Référence : 2004 CF 617

Montréal (Québec), le 26 avril 2004

Présente :      Madame le juge Danièle Tremblay-Lamer

ENTRE :

                                                     ECLIPSE INTERNATIONAL

                                                      FASHIONS CANADA INC.

                                                                                                                                demanderesse

                                                                            et

                                                             SHAPIRO COHEN

                                                                                                                                  défenderesse

                                MOTIFS DE L'ORDONNANCE ET ORDONNANCE

[1]                Il s'agit d'un appel d'une décision du registraire des marques de commerce (le « registraire » ) datée du 27 février 2003 radiant l'enregistrement de la marque de commerce de la demanderesse.


[2]                Le 24 juillet 2000, à la demande de la défenderesse, le registraire a envoyé à la demanderesse une demande écrite conformément au paragraphe 45(1) de la Loi sur les marques de commerce, L.R.C. 1984, c. T-13 (la « Loi » ), lui enjoignant de fournir une preuve de son usage de la marque de commerce enregistrée ECLIPSE en association avec des vêtements de sport pour femmes, notamment des chemises, t-shirts, blouses, vestes, pantalons, shorts, jupes, robes et vestons durant la période s'écoulant entre le 24 juillet 1997 et le 24 juillet 2000.

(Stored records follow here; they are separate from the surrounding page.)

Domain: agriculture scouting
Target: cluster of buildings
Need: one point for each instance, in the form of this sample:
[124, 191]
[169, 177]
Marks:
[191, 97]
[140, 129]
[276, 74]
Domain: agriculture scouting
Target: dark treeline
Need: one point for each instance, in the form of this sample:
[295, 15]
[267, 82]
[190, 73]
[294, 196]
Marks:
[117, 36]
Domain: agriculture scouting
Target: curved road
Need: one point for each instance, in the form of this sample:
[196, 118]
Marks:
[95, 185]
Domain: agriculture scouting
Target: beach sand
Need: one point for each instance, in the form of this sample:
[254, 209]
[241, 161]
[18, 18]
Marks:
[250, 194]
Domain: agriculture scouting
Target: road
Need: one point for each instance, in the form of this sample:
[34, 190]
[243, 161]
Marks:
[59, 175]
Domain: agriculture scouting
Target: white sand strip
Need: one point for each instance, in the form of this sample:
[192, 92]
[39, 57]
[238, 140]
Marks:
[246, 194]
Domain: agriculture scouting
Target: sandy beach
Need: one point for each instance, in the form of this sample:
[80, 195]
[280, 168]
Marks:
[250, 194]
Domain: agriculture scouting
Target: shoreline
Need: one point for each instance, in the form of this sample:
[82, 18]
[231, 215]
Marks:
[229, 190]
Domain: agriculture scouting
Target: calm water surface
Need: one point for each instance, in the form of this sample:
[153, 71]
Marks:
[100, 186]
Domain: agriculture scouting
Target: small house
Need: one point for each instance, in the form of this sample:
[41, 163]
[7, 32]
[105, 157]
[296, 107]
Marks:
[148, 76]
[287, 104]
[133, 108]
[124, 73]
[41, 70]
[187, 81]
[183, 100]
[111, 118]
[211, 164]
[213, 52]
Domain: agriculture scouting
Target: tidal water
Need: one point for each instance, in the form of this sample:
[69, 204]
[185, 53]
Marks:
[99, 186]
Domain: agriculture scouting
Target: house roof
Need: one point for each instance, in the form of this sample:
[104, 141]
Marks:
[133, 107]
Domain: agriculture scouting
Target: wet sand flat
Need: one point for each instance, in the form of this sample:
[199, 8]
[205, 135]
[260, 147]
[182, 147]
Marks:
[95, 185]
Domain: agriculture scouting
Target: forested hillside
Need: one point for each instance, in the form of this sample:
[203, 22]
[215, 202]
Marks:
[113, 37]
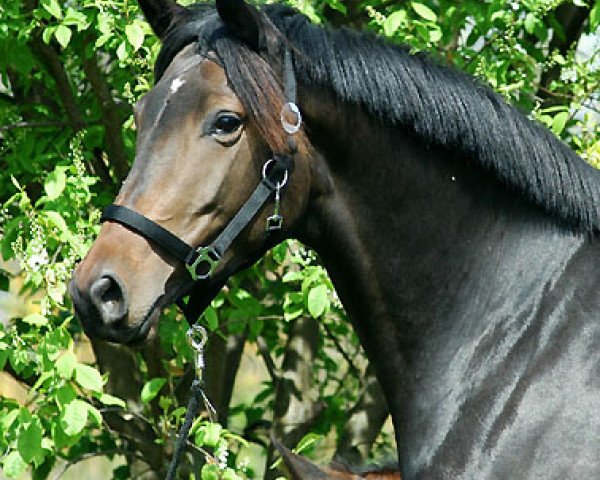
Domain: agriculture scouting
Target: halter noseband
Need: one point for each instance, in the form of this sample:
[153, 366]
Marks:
[202, 261]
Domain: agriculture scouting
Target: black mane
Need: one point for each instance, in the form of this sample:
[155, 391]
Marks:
[441, 104]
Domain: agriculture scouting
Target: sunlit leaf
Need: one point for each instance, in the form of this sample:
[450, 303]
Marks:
[74, 417]
[63, 35]
[88, 377]
[424, 11]
[151, 389]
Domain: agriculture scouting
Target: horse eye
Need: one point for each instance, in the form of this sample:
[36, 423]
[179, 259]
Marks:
[227, 124]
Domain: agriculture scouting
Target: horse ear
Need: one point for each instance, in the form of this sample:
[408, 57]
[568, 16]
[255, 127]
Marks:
[298, 467]
[243, 21]
[160, 14]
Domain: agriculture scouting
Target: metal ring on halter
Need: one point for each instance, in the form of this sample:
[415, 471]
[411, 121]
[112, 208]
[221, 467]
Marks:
[266, 167]
[290, 108]
[197, 337]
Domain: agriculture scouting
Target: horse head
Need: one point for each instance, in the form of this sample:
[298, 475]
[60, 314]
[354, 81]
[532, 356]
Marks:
[207, 134]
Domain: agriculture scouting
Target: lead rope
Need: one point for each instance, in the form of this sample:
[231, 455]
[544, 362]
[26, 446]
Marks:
[197, 338]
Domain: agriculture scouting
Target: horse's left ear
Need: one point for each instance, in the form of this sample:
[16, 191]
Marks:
[243, 21]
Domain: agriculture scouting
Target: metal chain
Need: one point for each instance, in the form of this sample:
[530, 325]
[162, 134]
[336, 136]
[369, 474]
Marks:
[197, 338]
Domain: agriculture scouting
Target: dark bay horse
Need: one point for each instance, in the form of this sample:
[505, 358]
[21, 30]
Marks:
[460, 235]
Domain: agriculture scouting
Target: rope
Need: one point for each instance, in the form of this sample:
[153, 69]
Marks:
[191, 413]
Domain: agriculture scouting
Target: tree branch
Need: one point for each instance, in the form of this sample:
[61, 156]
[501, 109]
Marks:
[364, 422]
[112, 119]
[266, 356]
[42, 124]
[294, 412]
[572, 18]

[3]                L'audition eut lieu le 10 octobre 2002. Subséquemment, le registraire a ordonné la radiation de la marque de commerce ECLIPSE au motif que, bien que la preuve présentée par la demanderesse avait démontré que la marque avait été utilisée en association avec des vêtements de sport, elle était insuffisante pour démontrer que c'était en association avec des vêtements de sport pour femmes.

ANALYSE

[4]                Selon la Cour d'appel fédérale dans l'affaire Molson Breweries, a Partnership c. John Labatt Ltd. (2000), 5 C.P.R. (4th) 180, la norme de contrôle applicable à une décision du registraire des marques de commerce est celle de la décision raisonnable, à moins qu'il n'y ait de la nouvelle preuve déposée devant la Cour qui pourrait affecter de façon appréciable la décision du registraire; dans un tel cas, la norme de contrôle applicable est celle de la décision correcte.

[5]                En l'espèce, la demanderesse a produit de nouvelles preuves au soutien de sa demande d'appel soit l'affidavit de M. Subhash Khanna, responsable des achats chez la demanderesse, auquel elle a joint comme pièces des factures, dessins et photos, et l'affidavit de Mme Tannis Taylor, acheteuse pour la chaîne de magasins SAAN Stores Ltd., durant la période pertinente.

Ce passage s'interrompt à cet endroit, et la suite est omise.